Tue July 2, 2013
Tuition Revenue Bond Bill Refiled - But Will It Go Anywhere?
State Senator Kel Seliger re-filed a bill that would provide $2.7 billion dollars to public universities for infrastructure improvements.
But he's not confident that Gov. Rick Perry will add the bill to the agenda of the state's newest special session.
Tuition revenue bonds allow public campuses and universities to borrow money to pay for infrastructure projects. The bonds are repaid with future tuition charges, but the state reimburses universities with money from the general fund. This bill would specifically allocate money for 60 projects at public universities statewide, ranging from emergency repairs to new buildings. UT Austin would receive between $80 and $95 million, most of which would go toward an Engineering Education and Research Center
The idea failed in the regular session, and Seliger actually brought it up in the summer's first special session. But it can’t be discussed during the current session unless Governor Perry adds it to the list of topics.
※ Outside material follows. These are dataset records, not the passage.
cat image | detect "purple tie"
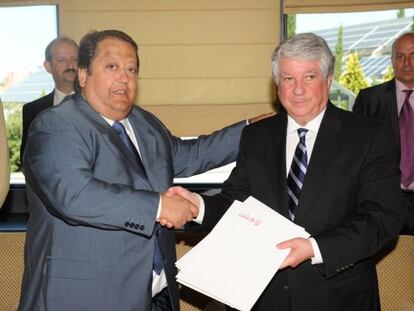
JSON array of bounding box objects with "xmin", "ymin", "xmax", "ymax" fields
[{"xmin": 399, "ymin": 90, "xmax": 414, "ymax": 187}]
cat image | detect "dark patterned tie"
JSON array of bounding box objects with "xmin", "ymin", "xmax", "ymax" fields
[
  {"xmin": 112, "ymin": 121, "xmax": 147, "ymax": 177},
  {"xmin": 399, "ymin": 90, "xmax": 414, "ymax": 187},
  {"xmin": 287, "ymin": 128, "xmax": 308, "ymax": 220},
  {"xmin": 112, "ymin": 121, "xmax": 164, "ymax": 275}
]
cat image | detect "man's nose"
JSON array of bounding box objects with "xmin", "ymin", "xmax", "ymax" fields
[{"xmin": 293, "ymin": 81, "xmax": 305, "ymax": 95}]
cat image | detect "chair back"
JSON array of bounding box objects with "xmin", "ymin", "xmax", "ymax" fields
[
  {"xmin": 376, "ymin": 235, "xmax": 414, "ymax": 311},
  {"xmin": 0, "ymin": 232, "xmax": 26, "ymax": 311}
]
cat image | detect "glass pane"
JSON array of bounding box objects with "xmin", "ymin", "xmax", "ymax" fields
[
  {"xmin": 0, "ymin": 5, "xmax": 57, "ymax": 178},
  {"xmin": 286, "ymin": 9, "xmax": 414, "ymax": 110}
]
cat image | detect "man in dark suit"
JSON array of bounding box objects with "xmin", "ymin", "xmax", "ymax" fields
[
  {"xmin": 20, "ymin": 36, "xmax": 78, "ymax": 162},
  {"xmin": 169, "ymin": 34, "xmax": 402, "ymax": 311},
  {"xmin": 19, "ymin": 30, "xmax": 270, "ymax": 311},
  {"xmin": 353, "ymin": 32, "xmax": 414, "ymax": 234}
]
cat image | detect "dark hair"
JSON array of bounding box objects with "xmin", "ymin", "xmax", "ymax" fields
[
  {"xmin": 74, "ymin": 30, "xmax": 139, "ymax": 94},
  {"xmin": 45, "ymin": 36, "xmax": 79, "ymax": 62}
]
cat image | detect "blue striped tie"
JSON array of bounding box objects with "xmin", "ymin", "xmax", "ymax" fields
[
  {"xmin": 112, "ymin": 121, "xmax": 164, "ymax": 275},
  {"xmin": 287, "ymin": 128, "xmax": 308, "ymax": 220}
]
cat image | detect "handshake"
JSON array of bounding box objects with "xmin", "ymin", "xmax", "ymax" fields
[{"xmin": 157, "ymin": 187, "xmax": 200, "ymax": 229}]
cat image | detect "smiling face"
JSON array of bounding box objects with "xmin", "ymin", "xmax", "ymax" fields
[
  {"xmin": 78, "ymin": 37, "xmax": 138, "ymax": 120},
  {"xmin": 278, "ymin": 57, "xmax": 332, "ymax": 125},
  {"xmin": 393, "ymin": 33, "xmax": 414, "ymax": 88}
]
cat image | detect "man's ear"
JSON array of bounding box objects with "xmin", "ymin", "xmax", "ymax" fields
[
  {"xmin": 43, "ymin": 60, "xmax": 52, "ymax": 74},
  {"xmin": 78, "ymin": 68, "xmax": 88, "ymax": 88}
]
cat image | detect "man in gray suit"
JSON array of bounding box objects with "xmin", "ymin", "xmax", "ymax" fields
[{"xmin": 19, "ymin": 30, "xmax": 260, "ymax": 311}]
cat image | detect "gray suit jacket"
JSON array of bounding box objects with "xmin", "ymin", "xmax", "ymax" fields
[{"xmin": 19, "ymin": 95, "xmax": 244, "ymax": 311}]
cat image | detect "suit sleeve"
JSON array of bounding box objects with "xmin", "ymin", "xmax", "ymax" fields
[
  {"xmin": 23, "ymin": 111, "xmax": 159, "ymax": 236},
  {"xmin": 199, "ymin": 130, "xmax": 250, "ymax": 228},
  {"xmin": 20, "ymin": 104, "xmax": 31, "ymax": 165},
  {"xmin": 315, "ymin": 123, "xmax": 404, "ymax": 278},
  {"xmin": 171, "ymin": 121, "xmax": 246, "ymax": 177},
  {"xmin": 0, "ymin": 101, "xmax": 10, "ymax": 208}
]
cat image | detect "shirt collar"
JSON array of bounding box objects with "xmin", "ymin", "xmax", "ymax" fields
[{"xmin": 287, "ymin": 107, "xmax": 326, "ymax": 135}]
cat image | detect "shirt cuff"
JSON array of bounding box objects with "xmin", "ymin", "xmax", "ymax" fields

Seliger says lawmakers disagree about how to provide money for university infrastructure. The question, he says, is whether the state should dip into its Rainy Day Fund or use bonds to pay for the projects.
“I would prefer to do it with money from Rainy Day Fund and not carry debt forward, but there’s resistance to doing that, so this is the avenue we have," Seliger said.
The last time the legislature approved Tuition Revenue Bonds was in 2006.
Seliger says while lawmakers are reluctant to borrow the money, and create further debt, they don’t deny that colleges are going to need these buildings and improvements.
“If we’re going to have a seat in the classroom for every young person who wants to go to college and we want to go to college, we’re going to need to provide for that,” Seliger said.
Editor's note: A previous version of this story incorrectly stated UT Austin would receive $310 million through tuition revenue bonds. It would receive between $80-$95 million dollars for its project.